I don’t really have a normal day, to be honest. Some of this book was written on a long distance train trip, some was written curled in bed during the coldest summer we’ve had in nine years, some was written in snatches at the table before breakfast and long after dinner. However, there were a few things that were mostly consistent. Usually I would wake up, walk my dogs, eat breakfast, do chores and clean the house in the morning. Then I’d have lunch and work on my Kingdom Pen internship articles in the early afternoon. Finally, I’d take the dogs for another walk, or do some training with them and then I’d sit down somewhere between 3:30 and 5, just depending on how much I had to get done and I’d write. I’d take an hour or so off for dinner, feeding dogs and all those chores and then I’d put on a BBC murder mystery (this round it was Lewis, Father Brown, and Endeavour mainly) and write until about 10 or 10:30. Then I’d go to bed 😀

Also, just because I want people to clap for me, I consumed absolutely no caffeine this NaNoWriMo, which is absolutely wild to think about. I somehow got through three months of writing without a drop of coffee or black tea.

What about you guys? How are your writing projects coming along? What are some interesting tidbits from your writing process? And now for a very important question, do you also write with BBC murder mysteries going in the background?
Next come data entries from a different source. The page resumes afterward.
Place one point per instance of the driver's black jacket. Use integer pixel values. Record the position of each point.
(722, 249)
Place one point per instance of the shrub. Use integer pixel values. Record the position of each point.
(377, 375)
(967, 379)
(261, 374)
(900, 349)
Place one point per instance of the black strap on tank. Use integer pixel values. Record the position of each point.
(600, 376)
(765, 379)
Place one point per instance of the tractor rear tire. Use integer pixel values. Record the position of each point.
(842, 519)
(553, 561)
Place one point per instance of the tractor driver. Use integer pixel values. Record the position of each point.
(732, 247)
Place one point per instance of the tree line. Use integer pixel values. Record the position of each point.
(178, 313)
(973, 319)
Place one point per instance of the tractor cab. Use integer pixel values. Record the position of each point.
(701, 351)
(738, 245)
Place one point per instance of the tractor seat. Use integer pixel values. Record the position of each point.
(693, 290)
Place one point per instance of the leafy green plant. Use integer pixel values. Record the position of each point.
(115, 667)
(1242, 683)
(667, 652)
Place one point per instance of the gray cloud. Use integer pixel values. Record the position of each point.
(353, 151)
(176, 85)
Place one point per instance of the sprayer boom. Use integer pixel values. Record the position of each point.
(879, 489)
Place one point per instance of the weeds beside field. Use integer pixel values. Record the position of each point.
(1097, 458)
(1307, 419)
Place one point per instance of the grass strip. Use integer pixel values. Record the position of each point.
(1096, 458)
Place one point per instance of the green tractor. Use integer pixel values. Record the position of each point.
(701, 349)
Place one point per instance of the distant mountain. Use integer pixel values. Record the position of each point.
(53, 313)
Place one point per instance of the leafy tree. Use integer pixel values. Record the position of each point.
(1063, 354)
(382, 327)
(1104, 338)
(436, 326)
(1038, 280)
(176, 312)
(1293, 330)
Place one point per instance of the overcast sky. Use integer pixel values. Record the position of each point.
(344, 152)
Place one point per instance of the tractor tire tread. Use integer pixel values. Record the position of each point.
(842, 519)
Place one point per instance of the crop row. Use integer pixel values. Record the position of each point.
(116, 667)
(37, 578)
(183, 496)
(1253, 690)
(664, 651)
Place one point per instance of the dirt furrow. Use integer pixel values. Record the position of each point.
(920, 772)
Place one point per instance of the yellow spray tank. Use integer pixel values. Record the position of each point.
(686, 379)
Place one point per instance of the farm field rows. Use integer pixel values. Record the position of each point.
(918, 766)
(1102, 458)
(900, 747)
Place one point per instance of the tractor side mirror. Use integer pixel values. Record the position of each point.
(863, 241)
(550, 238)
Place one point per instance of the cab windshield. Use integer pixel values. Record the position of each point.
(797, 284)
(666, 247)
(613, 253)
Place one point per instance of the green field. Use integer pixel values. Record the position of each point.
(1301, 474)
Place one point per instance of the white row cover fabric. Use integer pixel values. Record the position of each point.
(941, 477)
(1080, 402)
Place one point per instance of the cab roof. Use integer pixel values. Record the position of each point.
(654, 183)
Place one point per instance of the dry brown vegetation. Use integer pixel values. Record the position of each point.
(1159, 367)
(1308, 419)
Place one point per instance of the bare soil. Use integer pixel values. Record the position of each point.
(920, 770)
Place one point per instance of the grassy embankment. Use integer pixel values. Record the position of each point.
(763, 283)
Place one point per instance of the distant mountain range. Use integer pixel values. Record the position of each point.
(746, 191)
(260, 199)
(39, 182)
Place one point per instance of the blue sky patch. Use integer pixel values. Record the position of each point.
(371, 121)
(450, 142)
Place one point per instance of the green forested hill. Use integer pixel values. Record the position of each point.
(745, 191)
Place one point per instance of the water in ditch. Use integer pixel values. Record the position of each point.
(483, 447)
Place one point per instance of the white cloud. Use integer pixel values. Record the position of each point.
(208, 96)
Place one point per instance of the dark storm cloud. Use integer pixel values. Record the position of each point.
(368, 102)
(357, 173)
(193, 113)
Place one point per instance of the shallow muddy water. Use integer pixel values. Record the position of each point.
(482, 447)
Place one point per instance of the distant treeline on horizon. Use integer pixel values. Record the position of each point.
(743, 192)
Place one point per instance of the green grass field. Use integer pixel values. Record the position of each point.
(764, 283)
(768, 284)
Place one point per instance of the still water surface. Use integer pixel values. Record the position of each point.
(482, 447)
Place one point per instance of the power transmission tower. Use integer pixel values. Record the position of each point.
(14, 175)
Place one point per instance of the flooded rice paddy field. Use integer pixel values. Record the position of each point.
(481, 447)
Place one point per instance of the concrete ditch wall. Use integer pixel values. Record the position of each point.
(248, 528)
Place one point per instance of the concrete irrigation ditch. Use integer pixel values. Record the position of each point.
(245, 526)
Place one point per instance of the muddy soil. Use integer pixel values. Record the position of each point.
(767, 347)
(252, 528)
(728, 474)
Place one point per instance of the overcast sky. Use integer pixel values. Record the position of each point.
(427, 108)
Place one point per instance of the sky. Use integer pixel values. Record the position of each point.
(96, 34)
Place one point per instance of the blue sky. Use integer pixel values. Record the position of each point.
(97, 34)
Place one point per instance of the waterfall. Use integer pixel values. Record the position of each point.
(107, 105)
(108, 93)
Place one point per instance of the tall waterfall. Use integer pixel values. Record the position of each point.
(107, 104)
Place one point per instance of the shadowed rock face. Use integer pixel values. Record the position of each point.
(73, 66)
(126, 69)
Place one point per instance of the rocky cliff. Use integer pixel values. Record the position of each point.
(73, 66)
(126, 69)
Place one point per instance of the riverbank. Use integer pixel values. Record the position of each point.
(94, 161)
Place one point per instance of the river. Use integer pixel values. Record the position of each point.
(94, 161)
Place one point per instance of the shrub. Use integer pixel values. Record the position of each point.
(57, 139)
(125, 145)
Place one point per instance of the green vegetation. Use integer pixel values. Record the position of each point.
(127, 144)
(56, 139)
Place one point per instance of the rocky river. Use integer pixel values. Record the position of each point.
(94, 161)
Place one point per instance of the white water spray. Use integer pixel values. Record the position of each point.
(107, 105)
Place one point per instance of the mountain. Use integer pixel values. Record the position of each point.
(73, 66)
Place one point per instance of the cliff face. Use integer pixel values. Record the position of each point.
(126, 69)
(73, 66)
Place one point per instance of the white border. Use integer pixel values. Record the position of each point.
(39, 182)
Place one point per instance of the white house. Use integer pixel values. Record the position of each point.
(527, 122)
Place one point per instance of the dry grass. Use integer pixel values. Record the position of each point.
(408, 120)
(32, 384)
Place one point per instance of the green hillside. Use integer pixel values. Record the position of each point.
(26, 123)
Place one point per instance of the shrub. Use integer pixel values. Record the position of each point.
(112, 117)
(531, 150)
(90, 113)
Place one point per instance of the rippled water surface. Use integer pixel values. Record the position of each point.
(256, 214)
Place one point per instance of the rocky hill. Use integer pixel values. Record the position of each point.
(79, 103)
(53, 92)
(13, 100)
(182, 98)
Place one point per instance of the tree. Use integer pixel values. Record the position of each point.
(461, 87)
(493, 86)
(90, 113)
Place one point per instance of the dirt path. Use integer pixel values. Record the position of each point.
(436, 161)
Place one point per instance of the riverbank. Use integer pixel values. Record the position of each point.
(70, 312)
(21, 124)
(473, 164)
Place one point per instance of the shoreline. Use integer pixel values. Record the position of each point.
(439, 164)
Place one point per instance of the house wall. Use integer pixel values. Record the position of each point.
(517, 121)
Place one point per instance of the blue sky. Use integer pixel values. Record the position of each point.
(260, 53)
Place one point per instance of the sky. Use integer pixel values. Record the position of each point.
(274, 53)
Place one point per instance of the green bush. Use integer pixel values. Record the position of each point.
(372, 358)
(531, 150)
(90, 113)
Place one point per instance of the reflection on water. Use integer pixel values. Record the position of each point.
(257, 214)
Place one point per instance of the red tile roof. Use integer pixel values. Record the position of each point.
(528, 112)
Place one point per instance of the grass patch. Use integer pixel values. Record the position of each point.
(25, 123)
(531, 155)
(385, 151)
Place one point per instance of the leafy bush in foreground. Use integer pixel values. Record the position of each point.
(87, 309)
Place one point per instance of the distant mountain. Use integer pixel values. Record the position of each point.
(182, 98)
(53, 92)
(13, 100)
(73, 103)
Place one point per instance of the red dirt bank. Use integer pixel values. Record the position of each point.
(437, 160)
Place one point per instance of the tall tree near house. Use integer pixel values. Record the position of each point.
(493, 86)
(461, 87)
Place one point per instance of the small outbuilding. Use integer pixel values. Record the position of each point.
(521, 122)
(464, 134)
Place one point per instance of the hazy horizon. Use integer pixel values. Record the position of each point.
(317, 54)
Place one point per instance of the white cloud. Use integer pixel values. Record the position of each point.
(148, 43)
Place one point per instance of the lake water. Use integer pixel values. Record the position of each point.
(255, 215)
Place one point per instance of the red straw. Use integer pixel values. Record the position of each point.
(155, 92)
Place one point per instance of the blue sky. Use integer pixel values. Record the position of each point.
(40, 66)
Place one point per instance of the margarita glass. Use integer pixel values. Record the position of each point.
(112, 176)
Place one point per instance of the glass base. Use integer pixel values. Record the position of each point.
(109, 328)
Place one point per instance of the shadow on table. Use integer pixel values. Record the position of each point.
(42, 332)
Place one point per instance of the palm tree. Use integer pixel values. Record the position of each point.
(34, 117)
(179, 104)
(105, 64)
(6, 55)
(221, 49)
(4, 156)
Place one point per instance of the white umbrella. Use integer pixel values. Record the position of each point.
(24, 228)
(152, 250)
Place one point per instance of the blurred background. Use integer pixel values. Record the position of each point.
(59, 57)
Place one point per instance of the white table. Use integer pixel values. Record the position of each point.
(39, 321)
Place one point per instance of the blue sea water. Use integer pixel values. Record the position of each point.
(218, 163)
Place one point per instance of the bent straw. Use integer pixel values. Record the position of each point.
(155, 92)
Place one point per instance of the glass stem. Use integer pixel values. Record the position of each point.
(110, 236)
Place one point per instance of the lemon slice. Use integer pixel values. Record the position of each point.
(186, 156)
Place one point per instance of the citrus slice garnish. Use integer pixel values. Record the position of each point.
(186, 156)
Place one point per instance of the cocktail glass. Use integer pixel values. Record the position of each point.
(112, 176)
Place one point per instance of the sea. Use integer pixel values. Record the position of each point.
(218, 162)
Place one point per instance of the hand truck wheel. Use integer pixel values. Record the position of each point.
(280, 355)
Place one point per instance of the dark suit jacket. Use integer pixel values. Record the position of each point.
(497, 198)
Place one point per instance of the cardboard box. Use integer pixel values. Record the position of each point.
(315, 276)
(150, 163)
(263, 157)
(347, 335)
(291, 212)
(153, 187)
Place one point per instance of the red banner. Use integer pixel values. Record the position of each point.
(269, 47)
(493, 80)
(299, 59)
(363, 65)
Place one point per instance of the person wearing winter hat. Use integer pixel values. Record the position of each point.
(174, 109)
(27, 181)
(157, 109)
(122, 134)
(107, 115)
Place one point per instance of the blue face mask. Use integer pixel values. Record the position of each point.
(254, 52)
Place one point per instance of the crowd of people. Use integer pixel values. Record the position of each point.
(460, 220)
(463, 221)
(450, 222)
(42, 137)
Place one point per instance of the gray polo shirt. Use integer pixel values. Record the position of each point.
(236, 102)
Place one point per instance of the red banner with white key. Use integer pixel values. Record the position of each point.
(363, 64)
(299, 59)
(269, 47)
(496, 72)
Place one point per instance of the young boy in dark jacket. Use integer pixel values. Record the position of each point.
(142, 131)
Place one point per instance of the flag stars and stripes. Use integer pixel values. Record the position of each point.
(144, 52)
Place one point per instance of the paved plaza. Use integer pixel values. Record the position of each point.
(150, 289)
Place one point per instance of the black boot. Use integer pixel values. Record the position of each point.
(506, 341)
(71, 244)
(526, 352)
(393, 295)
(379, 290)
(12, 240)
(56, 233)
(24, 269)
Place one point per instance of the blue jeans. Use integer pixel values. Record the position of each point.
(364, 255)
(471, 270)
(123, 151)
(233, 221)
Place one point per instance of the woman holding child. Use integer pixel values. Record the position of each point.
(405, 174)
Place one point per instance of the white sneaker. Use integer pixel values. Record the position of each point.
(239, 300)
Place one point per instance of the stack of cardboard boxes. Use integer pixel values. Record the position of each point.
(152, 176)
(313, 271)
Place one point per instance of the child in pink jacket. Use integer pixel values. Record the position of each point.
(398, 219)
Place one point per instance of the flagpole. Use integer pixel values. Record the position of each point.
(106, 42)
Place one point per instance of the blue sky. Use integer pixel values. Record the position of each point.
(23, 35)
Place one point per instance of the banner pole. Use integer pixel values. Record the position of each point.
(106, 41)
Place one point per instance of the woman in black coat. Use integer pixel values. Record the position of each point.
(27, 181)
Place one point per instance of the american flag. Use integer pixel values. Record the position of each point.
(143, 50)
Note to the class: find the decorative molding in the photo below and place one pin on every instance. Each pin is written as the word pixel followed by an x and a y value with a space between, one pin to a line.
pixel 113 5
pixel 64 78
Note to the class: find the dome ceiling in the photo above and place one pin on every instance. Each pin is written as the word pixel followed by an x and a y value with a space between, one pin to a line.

7 thoughts on “Know The Novel: The Darkest Night–Within the Novel

  1. Your prose is beautiful. ❤ And I think I love Ilio.
    I love the aesthetic of writing with BBC murder mysteries on in the background! I tend to write with sisters in the background, mostly, which is enough shrieking for plenty of murder mysteries.


  2. It’s so cool you can go from being a plotter to a pantser just like that. I’ve tried doing the reverse, and realised that pantsing is the only way I’ll be able to get out my first draft. I don’t appreciate the plot holes and character inconsistencies that come with them though. I enjoyed this read. Thanks for sharing!


  3. Well- still on the 5th draft of Tale of the Cattail Forest. Waiting for edits from my dad to continue.

    I was actually surprised when my characters started writing the novel leading to some things I wasn’t expected


  4. I loved hearing more about this project! Glad to hear it’s been going so well; I hope that continues! I love how excited you are about the project and can’t wait to see how things progress.
    Recently, I’ve been thinking of a new idea I could try to incorporate which may or may not significantly change how my Sengoku-era novel unfolds. I haven’t employed it yet, so it may not pan out, but we’ll see!


  5. Love the snippets. ❤ ❤ They are so intense and intriguing and I am so hooked.
    Oh, I love how you're aiming to break out of the tropes/stereotypes of modern werewolves because, to be honest, I hate those types of werewolves but also at the same time I always found them interesting when I dug a little deeper into their mythology. It was a bit conflicting to love and hate werewolves. Also I couldn't write about the werewolves I liked because it just didn't work. So it is amazing that this story will have those things!